Пантушка принес большую котомку и трость. В котомке оказались слесарные ножницы, паяльник, кусок олова, напильник.
— Ваше? — спросил Стародубцев Судакова.
— Мое. Я же говорил, что хожу по деревням, кормлюсь своим ремеслом.
— В волости разберемся.
— Дядя Игнаша, смотри!
Трость, которую вертел в руках Пантушка, вдруг разъединилась: в одной руке у него был пустотелый стержень, в другой острый кинжал.
— А это тоже слесарный инструмент? — спросил Стародубцев, показывая на кинжал.
— Нет, это для самозащиты от зверей, — нисколько не смущаясь, ответил Судаков.
В душу Пантушки вдруг закралось сомнение. Кто знает, может быть, и в самом деле этот человек ни в чем не виноват, может быть, он и вправду слесарь и ходит по деревням, починяет кастрюли, тазы, ведра. И оружие ему нужно. За войну столько расплодилось волков, что стаями бродят, и были случаи, на людей нападали. Все может быть. А его взяли да изранили и теперь везут в волость.

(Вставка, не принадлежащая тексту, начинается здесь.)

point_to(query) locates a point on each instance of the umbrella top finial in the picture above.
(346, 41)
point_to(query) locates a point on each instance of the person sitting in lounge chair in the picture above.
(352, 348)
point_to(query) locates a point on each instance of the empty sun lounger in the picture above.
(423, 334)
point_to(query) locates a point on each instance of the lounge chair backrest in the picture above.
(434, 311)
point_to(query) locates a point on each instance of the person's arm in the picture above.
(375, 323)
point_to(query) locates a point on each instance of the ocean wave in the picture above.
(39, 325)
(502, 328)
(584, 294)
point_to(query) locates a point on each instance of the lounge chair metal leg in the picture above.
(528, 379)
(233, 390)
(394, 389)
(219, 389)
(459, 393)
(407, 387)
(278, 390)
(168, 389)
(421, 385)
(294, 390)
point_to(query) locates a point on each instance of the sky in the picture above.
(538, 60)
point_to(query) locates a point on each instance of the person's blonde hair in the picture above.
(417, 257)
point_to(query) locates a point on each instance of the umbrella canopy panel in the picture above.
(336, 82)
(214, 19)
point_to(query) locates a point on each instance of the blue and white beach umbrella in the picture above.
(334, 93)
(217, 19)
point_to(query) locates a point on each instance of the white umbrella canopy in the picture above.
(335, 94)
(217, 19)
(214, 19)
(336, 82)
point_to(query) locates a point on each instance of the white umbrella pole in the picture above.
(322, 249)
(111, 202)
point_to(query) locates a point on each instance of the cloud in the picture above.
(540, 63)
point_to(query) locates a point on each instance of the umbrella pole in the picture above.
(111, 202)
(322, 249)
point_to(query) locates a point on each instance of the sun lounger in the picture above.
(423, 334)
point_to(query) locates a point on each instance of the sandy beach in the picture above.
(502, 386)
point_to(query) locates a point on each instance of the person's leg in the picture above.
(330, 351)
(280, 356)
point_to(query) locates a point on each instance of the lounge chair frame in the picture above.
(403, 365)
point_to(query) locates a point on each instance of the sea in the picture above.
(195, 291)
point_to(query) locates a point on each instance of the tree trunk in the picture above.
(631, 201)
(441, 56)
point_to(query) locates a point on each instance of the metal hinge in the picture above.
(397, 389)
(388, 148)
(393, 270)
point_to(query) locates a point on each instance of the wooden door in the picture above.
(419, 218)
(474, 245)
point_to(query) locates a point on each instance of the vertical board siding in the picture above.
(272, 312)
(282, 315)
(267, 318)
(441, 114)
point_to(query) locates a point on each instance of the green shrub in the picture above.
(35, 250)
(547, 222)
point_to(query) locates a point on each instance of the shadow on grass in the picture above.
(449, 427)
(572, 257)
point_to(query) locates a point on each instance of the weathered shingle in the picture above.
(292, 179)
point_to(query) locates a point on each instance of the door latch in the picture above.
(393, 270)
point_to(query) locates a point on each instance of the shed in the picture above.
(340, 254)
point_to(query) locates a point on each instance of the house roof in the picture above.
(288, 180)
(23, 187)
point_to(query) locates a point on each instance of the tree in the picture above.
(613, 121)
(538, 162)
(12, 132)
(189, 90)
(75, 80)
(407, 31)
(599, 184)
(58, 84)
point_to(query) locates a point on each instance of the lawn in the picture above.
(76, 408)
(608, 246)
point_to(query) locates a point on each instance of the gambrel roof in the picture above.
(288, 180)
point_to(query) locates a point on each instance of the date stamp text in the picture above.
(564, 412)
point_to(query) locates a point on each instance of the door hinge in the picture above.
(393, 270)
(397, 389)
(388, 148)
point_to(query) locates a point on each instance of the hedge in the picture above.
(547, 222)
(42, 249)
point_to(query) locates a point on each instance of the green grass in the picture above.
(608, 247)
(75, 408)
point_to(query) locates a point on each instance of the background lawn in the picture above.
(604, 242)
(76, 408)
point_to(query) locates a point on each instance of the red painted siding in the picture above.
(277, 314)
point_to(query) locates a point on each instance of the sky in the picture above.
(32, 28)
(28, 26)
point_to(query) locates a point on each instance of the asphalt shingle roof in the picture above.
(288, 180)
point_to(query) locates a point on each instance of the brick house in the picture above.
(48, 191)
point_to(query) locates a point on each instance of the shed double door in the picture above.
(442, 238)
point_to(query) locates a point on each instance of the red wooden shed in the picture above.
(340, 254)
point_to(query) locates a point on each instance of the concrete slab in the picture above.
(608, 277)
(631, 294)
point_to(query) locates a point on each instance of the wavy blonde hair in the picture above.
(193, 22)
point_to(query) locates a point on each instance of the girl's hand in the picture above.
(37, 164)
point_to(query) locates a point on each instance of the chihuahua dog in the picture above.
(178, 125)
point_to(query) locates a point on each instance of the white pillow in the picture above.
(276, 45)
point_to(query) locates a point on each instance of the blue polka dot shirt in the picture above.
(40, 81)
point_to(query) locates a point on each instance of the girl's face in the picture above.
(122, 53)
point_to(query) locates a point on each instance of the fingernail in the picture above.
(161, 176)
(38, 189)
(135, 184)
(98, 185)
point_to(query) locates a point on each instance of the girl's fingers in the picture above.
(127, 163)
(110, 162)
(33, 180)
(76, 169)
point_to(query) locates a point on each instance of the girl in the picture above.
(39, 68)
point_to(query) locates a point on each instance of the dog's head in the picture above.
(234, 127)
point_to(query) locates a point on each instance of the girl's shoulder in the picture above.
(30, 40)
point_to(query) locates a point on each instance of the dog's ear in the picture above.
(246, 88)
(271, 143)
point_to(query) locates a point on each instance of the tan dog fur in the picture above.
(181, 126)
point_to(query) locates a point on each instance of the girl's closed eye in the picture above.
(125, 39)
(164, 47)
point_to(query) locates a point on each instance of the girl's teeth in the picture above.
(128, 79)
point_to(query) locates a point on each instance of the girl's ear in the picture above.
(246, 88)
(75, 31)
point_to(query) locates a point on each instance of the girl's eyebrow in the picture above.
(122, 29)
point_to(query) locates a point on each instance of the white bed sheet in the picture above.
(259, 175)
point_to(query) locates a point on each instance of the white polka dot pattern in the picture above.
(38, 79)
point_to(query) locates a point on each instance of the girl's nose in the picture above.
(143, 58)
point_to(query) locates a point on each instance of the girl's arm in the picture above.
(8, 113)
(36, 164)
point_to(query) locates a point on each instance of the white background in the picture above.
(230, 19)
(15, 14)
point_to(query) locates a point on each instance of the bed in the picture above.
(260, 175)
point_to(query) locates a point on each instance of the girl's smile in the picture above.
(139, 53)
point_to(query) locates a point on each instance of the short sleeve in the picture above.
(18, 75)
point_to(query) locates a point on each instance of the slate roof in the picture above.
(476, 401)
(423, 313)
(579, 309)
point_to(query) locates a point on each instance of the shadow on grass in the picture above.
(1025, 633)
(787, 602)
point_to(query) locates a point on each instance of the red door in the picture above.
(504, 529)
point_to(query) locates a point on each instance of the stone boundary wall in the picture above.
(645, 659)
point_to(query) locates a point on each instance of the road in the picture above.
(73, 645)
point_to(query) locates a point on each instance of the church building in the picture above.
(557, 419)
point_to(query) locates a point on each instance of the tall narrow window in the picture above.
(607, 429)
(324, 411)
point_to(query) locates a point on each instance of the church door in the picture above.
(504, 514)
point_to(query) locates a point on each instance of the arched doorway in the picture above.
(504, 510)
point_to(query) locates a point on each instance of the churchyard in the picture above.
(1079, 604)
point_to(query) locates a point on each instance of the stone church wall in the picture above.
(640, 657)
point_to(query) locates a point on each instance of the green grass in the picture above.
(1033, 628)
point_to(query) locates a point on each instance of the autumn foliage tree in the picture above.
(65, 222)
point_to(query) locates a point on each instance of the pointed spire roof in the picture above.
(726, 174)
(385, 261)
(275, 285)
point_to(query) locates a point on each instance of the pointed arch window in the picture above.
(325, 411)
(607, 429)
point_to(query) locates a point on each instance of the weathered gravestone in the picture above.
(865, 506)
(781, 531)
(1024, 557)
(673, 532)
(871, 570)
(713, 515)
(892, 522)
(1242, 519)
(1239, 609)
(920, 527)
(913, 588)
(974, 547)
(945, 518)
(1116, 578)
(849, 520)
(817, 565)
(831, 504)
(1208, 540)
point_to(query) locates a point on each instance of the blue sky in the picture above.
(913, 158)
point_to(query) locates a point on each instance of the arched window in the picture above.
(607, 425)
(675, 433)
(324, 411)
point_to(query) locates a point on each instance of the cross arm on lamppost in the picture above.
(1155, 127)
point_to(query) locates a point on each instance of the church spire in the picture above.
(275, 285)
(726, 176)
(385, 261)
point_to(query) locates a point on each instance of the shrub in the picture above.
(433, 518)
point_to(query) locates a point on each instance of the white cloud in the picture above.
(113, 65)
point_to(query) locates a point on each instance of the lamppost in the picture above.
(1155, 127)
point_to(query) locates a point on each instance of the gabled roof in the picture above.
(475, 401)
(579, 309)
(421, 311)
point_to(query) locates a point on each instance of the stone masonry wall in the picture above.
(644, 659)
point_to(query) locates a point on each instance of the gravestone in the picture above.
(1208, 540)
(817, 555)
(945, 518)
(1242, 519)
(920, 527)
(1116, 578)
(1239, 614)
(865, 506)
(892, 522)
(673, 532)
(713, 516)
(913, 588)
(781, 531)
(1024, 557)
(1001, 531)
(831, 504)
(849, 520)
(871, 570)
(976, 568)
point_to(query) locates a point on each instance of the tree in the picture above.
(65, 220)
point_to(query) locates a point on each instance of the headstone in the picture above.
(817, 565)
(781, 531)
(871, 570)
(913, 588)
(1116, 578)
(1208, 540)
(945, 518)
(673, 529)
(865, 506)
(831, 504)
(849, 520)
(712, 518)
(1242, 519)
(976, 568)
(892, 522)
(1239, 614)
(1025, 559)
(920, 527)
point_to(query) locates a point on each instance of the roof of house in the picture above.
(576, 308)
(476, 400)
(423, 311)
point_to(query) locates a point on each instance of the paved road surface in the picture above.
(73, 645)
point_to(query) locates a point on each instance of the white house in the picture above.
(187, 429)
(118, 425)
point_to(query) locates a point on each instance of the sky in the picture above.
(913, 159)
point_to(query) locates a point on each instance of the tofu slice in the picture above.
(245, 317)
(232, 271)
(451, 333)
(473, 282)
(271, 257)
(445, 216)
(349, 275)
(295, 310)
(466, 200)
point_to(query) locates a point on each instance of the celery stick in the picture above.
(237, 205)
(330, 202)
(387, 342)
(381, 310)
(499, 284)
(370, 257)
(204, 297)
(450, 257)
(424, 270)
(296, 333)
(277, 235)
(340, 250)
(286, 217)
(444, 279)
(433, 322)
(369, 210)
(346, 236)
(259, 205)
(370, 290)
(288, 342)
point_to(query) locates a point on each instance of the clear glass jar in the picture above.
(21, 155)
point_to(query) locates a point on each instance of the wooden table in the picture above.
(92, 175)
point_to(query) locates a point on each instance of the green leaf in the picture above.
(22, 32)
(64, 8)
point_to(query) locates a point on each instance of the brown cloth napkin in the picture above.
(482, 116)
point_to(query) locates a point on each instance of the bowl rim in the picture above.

Но чем больше думал Пантушка о Судакове, тем меньше оставалось к нему жалости. Вспомнился вечер на церковной паперти, когда был ранен милиционер и убит комсомолец, ночное посещение каменоломни. Все это в представлении Пантушки связывалось с Судаковым. Почему он таинственно появился в Успенском в тот момент, когда толпа рвалась в церковь, и так же таинственно исчез? Почему он прятался в лесу? Почему убежал? «Дядя Игнаша зря арестовывать не станет, — мысленно заключил Пантушка. — Он знает, что делает».
В волостное село приехали уже в темноте.
В милиции Судакова тщательно обыскали. В подкладке пиджака у него нашли удостоверение на имя Сметанина Петра Ивановича, мещанина уездного города.
— Кто же вы? — спросил начальник милиции. — Судаков или Сметанин?
— Судаков.
— Почему же у вас еще документ на Сметанина?
— Не знаю. Пиджак купил на барахолке. Подкладку не отпарывал, об этом документе узнал только сейчас.
Начальник милиции покачал головой.
— Следствие покажет, можно ли вам верить.
Судакова под охраной поместили на излечение в больницу.
В ту же больницу отправился и Стародубцев.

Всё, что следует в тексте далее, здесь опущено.